Avec l’âge, il devient de plus en plus important de consommer suffisamment de protéines, alors qu’à l’adolescence, ce sont surtout les hormones qui jouent un rôle majeur. Chez les personnes plus âgées, le principal problème est souvent une diminution de l’appétit. Cela devient alors préoccupant lorsque la masse musculaire et la densité osseuse diminuent, même si ces paramètres ne dépendent pas uniquement des protéines.
Et si je m’entraîne intensément, puis-je consommer trop de protéines ?
L’entraînement entraîne une dégradation des tissus afin que le corps puisse se renforcer pendant la phase de récupération. En biologie, ce phénomène s’appelle l’hormèse. On expose le corps à un stress qu’il n’apprécie pas, et il réagit en se rendant plus fort et plus résistant pour la prochaine fois. Mais cette adaptation nécessite du repos et la présence des bons matériaux de construction. Les protéines jouent ici un rôle clé.
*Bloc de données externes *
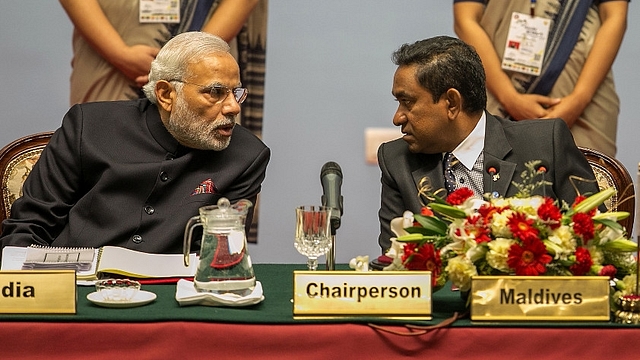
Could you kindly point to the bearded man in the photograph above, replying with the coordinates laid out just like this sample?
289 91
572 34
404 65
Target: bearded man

Il est possible de consommer trop de protéines en cas de maladie rénale ou lorsque, comme certains culturistes, on dépasse des apports très élevés, autour de 3,7 g par kilo de poids corporel. Cela reste toutefois extrêmement rare et difficile à atteindre. Si vous êtes en bonne santé et actif, vous ne devriez pas craindre un excès de protéines. Votre priorité devrait être d’en consommer suffisamment.
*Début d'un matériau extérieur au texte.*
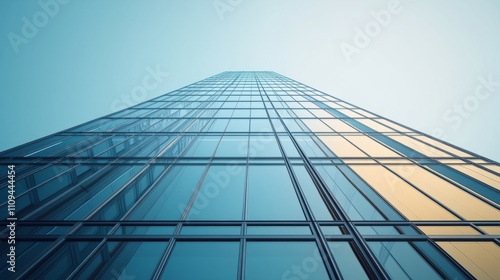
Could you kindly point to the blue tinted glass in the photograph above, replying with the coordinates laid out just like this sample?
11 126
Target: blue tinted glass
352 201
221 194
63 261
233 146
211 230
283 260
377 230
170 196
25 252
145 230
203 260
238 125
313 198
118 260
401 261
260 125
288 146
280 230
263 145
331 230
203 146
271 195
346 260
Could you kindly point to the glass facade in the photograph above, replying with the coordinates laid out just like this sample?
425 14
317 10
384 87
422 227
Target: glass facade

Les compléments protéinés, est-ce utile ?
La réponse courte est : souvent oui.
Dans un quotidien chargé, avec de nombreuses contraintes, il est parfois difficile d’atteindre des apports protéiques optimaux. C’est du moins ce que nous observons fréquemment en consultation. Avec les préoccupations liées au climat et la réduction de la consommation de viande, beaucoup de personnes adaptent leur alimentation, ce qui peut compliquer les choses.
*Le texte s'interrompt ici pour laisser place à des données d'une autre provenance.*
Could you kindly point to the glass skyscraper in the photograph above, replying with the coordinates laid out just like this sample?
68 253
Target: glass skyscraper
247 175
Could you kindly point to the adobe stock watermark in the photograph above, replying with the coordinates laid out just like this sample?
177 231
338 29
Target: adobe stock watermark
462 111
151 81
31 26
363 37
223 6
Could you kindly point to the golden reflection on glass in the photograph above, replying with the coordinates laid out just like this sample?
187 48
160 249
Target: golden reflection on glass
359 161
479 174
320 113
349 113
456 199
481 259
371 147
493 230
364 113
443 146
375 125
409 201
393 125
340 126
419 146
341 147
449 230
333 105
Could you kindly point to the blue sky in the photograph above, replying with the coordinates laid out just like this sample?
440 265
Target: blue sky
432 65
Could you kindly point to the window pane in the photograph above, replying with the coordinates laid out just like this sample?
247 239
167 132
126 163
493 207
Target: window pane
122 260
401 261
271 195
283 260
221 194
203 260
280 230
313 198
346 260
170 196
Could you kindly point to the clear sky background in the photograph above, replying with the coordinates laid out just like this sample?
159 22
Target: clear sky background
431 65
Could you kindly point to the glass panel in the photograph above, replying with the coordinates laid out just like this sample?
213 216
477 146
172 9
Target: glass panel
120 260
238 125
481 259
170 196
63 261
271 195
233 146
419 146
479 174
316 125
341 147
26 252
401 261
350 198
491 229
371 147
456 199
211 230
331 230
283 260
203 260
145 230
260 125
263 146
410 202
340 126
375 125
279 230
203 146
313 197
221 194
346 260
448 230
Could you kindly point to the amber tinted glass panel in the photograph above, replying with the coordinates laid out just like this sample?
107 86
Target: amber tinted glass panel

Si vous avez du mal à atteindre vos besoins en protéines au quotidien, un complément protéiné peut être une très bonne option.
Les compléments ayant le meilleur profil en acides aminés sont les protéines de lactosérum, ou whey, issues du lait de vache. Elles contiennent du lactose, ce qui peut poser problème en cas d’intolérance, mais il existe aussi des formes hydrolysées ou isolées, très pauvres en lactose, souvent bien tolérées.
Il existe également des protéines de riz, de chanvre, de pois et d’autres sources végétales, qui peuvent être de très bonne qualité. L’élément principal à vérifier est la teneur en protéines pour 100 g, qui devrait être la plus élevée possible afin d’éviter des calories inutiles. L’idéal est de choisir un complément contenant plus de 80 g de protéines pour 100 g. Il existe de nombreux bons produits sur le marché, il vaut donc la peine de comparer.
Une petite pièce d’un ensemble plus vaste
L’apport en protéines n’est qu’un élément de la santé globale, mais c’est un élément important et surtout une action concrète que vous pouvez mettre en place vous-même. De nombreux facteurs doivent être pris en compte lorsqu’on évalue une personne, que ce soit dans le cadre d’une maladie, de l’amélioration de symptômes ou de l’optimisation de la santé. Nous sommes tous différents, mais la recherche nous donne de bonnes indications sur les priorités à explorer. Les protéines font partie de ce tableau d’ensemble et constituent un excellent point de départ.
Conseil :
Lors d’une consultation en médecine fonctionnelle, tous les facteurs de mode de vie pertinents sont pris en compte dans l’évaluation du patient. Les examens réalisés par le médecin traitant, ainsi que ceux parfois effectués en privé, sont également analysés. Cela peut vite devenir un grand puzzle, et il est parfois utile d’avoir un thérapeute jouant le rôle de détective à vos côtés pour ne pas perdre le fil.